September 30, 2011, 12:00 AM

Amazon's new tablet-friendly site design emphasizes simple search and navigation

Amazon's new tablet-friendly site design emphasizes simple search and navigation.

Allison Enright

Editor

Lead Photo

Long a leader of innovation in e-commerce, Amazon.com Inc. has always had one weak point that might be expected of an online mass merchant: its home page has been rather cluttered.

But now that's about to change, as Amazon began rolling out last month a new site design that reduces clutter and is easier to use for consumers shopping on iPads and other tablet computers. Other retailers will want to take note of the focus on tablets, experts say.

"What Amazon's doing is setting a precedent for what everyone else is going to have to do in a short time," says Dan Shust, director of emerging media at Resource Interactive, an e-commerce marketing and consulting firm. "It says if you are a retailer and you are not working on optimizing for tablets, you better because a lot more traffic will be coming from these devices in the next six months."

With its new site, Amazon has given over more of the home page to white space, giving it an almost airy feel. The retailer also made the search box larger and deemphasized the previous "shop by department" navigation option by consigning it to a pull-down menu.

Roughly 80% of Amazon customers use the site's search bar to find products, says Scot Wingo, CEO of ChannelAdvisor Corp., which helps online merchants sell through search engines, comparison shopping sites and online marketplaces. "Amazon has enlarged the search bar in this redesign to encourage that behavior," he says.
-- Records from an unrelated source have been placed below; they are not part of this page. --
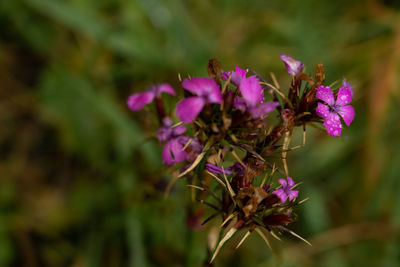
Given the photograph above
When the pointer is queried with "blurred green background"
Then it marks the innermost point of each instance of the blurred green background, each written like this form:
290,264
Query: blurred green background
81,182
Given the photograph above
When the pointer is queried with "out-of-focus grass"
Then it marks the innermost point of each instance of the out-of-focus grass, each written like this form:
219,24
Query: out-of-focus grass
81,182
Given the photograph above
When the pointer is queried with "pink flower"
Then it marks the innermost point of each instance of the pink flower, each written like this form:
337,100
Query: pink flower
173,151
253,97
286,190
236,77
332,110
139,100
293,66
207,91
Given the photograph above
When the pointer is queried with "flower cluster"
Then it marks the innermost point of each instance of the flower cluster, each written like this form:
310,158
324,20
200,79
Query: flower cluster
238,130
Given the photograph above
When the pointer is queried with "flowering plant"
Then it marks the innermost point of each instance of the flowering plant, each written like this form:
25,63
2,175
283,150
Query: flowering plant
232,125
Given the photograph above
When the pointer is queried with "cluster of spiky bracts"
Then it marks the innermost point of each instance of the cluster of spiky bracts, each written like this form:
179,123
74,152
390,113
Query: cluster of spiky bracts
233,135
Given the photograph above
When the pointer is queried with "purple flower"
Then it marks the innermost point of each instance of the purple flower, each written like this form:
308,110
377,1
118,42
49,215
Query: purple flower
253,96
217,170
293,66
236,77
332,110
139,100
286,190
173,151
207,91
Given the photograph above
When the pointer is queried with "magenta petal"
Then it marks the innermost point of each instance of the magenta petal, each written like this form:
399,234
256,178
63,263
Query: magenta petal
290,182
164,133
173,153
217,170
164,88
139,100
322,111
281,194
347,113
251,90
178,130
324,93
263,109
283,182
239,103
293,194
347,85
333,125
189,108
344,96
293,66
225,75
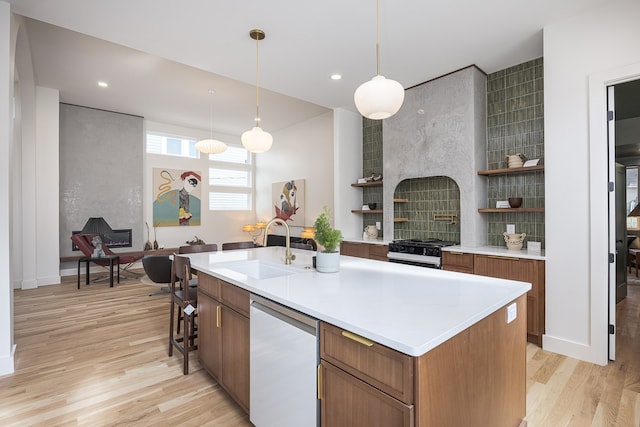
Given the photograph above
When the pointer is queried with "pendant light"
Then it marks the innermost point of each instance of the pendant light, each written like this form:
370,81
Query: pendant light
211,146
379,98
256,140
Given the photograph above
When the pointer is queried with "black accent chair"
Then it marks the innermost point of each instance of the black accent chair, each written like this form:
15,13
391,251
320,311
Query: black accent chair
278,240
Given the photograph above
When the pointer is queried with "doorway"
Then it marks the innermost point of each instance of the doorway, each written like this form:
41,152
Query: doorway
624,146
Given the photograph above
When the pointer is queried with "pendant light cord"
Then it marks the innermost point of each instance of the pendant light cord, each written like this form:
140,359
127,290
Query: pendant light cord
257,74
378,37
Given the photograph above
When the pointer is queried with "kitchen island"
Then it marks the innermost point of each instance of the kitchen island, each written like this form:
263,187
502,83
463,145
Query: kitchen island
431,347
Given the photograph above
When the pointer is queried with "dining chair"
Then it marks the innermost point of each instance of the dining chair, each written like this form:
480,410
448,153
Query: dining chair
184,299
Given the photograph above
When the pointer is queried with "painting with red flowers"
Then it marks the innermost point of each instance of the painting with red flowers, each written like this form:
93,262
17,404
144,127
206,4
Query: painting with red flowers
288,201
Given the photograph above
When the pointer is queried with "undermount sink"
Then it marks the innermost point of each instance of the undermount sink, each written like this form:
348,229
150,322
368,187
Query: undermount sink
258,270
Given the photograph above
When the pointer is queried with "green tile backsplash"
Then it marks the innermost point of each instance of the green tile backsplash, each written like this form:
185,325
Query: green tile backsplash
515,124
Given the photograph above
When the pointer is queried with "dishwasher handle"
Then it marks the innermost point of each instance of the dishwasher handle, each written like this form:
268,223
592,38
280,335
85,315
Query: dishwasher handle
285,314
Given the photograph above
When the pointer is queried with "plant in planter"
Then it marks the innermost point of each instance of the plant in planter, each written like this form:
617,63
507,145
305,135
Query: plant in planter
328,260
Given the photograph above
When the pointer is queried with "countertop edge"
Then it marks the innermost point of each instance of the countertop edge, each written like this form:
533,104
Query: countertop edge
496,251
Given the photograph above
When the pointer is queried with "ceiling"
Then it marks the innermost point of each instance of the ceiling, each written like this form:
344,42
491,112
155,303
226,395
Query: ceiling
160,57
The change suggests that Amazon is preparing itself for the evolution of e-commerce, as typing in a search term is easier than accessing drop-down menus or complicated fly-out navigation bars for consumers who use touch-screen-based mobile devices such as iPads and iPhones, designers say. And with rumors heating up that Amazon soon will release its own tablet computer, it makes sense to make the changes now. "If they do in fact bring out a tablet, Amazon will want Amazon.com to look its best and function its best on that tablet," says Judy Foster, executive creative director of design firm Grand River Interactive. Experts add that such designs will also work well on other devices like laptops or desktop computers.
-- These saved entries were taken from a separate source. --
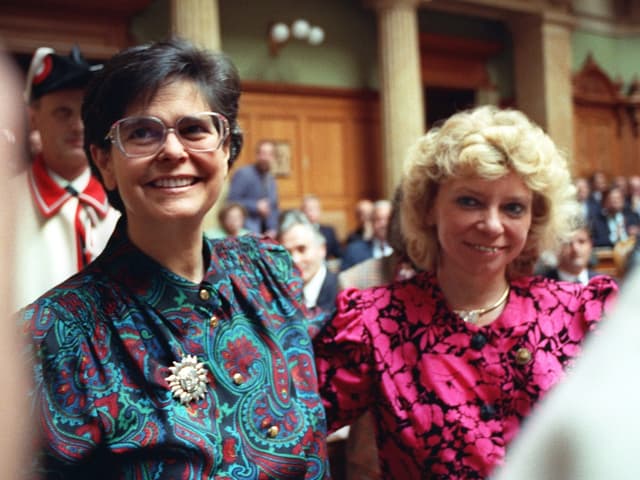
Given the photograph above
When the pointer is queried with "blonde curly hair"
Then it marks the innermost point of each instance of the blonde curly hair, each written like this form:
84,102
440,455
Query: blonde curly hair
489,143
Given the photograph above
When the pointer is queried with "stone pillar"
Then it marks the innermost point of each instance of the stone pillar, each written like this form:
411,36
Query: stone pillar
401,93
198,21
542,55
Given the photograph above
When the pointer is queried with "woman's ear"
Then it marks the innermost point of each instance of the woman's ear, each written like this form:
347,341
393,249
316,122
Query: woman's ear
226,152
103,161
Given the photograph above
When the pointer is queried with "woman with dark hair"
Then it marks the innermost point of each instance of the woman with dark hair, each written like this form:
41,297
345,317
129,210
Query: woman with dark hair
172,355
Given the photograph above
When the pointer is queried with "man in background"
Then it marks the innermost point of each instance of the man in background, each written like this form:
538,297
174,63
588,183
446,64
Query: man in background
312,208
308,251
377,246
574,259
254,187
64,218
364,211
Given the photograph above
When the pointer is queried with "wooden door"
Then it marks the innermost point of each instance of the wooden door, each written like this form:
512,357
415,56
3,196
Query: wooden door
332,138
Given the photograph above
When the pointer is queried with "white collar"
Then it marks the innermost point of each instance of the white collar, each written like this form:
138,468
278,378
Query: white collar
582,277
79,183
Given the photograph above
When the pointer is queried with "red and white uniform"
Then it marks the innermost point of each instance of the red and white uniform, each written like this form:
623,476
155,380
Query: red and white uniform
61,226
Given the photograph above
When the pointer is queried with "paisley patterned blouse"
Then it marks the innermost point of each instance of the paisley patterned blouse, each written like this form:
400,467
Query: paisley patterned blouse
105,340
447,397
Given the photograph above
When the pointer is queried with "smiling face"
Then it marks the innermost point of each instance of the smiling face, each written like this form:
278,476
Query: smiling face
174,184
307,251
56,116
482,225
575,254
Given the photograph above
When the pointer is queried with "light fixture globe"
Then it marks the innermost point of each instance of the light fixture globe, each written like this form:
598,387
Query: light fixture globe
279,32
300,29
316,36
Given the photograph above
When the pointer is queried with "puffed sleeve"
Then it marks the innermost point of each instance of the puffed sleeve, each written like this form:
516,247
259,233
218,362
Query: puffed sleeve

The new design also gives over more home page real estate to digitally delivered products and services offered by Amazon. Links to Amazon's MP3 Store, Instant Video, Kindle Store, Cloud Player, Cloud Drive and Audible Audiobooks products and services appear on the home page as tabs arranged horizontally beneath the search box.

Consumers using touch screens can just tap the department name to get access to products in those categories rather than take two steps to touch the department name and scroll though subcategory options on a fly-out window as the previous design required.